The author’s vivid imagination can be seen on every page, with such lush description that I fully believed in this incredible world she builds, but her attention to detail doesn’t stop at the setting. Once again she takes her heroine through ordeals and personal choices that build real character growth. Her journey is an emotional one and her growing maturity is shown in the tough decisions she makes both in her quest and in her personal life. I felt that the romance angle was more successful this time, with all characters in the love triangle showing more maturity. This could be just my age and experience though and young adult readers may well identify strongly with the set up of this storyline in the first book. Here she has to face betrayal and I was caught up in this powerful dynamic that threatens to tip over into enemies, rather than potential lovers. Her sadness and conflicted feelings over Wenzhi’s betrayal work well and he’s still very much part of the story. In my opinion he brings that spark of chemistry too. He really wants to make things right with Xingyin and shows this by devotedly sticking by her side to be there whenever she needs him. There is less instant chemistry between Xingyin and Liwei, but there is strong friendship and loyalty. He shows he is willing to defy his parents for her which removes the main obstacle to their potential romance. The mental push and pull between these very polarised relationships was definitely more engaging this time and I became more and more interested to see who, if anyone, she would choose.
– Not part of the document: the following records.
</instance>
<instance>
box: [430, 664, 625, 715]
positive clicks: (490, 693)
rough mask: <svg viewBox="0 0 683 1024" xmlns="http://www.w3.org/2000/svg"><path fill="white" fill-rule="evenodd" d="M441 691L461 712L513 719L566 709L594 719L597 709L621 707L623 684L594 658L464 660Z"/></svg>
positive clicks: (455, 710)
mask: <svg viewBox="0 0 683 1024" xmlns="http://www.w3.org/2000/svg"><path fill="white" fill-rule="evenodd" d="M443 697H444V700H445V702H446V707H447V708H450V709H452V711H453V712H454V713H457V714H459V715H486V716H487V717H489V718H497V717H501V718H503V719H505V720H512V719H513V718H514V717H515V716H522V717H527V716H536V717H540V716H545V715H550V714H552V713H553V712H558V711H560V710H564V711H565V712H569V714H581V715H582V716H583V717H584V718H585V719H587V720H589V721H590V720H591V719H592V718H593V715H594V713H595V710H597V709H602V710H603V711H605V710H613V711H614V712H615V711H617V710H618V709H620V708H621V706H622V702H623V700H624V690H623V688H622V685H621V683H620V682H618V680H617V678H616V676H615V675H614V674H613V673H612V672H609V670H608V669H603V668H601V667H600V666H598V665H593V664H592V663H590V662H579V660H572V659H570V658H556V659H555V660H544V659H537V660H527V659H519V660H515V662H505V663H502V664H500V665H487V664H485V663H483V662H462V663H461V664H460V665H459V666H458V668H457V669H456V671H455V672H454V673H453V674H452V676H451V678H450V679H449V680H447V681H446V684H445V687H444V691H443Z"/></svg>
The pace of the novel did ebb and flow, with a quieter middle section followed by a helter -skelter rush towards the conclusion. The battle sequences are incredibly effective because they feel dynamic and there’s genuine peril – characters do die here. The decision to make this a duology was a clever one. As the novel rushed towards it’s conclusion I worried that it might feel jumbled or sudden, but everything worked and I came away feeling satisfied. In many ways The Heart of the Sun Warrior worked better for me than the first novel, taking the story to new places with higher stakes and life-changing consequences. There was more tension, a faster pace and a few twists and turns to surprise the reader. As mentioned the romance seemed better worked out here too, but everything Sue Lynn Tan did well in the first novel is maintained. We didn’t lose any of the luscious description and lyrical language that she does so well, drawing the reader into her magical world. As with the first novel though, it was the heroine’s self-growth that I enjoyed most and those life lessons extended to the other characters too, who go on their own inner journey. Of course there’s the strength and courage you would expect from warriors, but that conflict also brought lessons in loss and coping with grief. Each character had to practice forgiveness and learn what it means to give unconditional love. These deeper emotional elements really elevated this book for me and along with the strength of Chang’e and Xingyin’s mother/daughter relationship, they give a very magical world it’s human heart. Sue Lynn Tan should be incredibly proud of these debut novels and her beautiful, poetic writing style. What finishes these books off beautifully are those stunning covers, both of which would look perfect as framed book posters on my bedroom wall (if anyone’s listening).

Published 10th November 2022 by Harper Voyager

Meet The Author

Sue Lynn Tan writes stories inspired by the myths and legends she fell in love with as a child. After devouring every fable she could find in the library, she discovered fantasy books, spending much of her childhood lost in magical worlds.

​Daughter of the Moon Goddess is her debut, the first in the Celestial Kingdom duology – a fantasy of immortals, magic and love, inspired by the beloved legend of the Chinese moon goddess, Chang’e. Its sequel, Heart of the Sun Warrior, is also out now.

When not writing or reading, she enjoys exploring the hills, lakes, and temples around her home. She is also grateful to be within reach of bubble tea and spicy food, that she unfortunately cannot cook.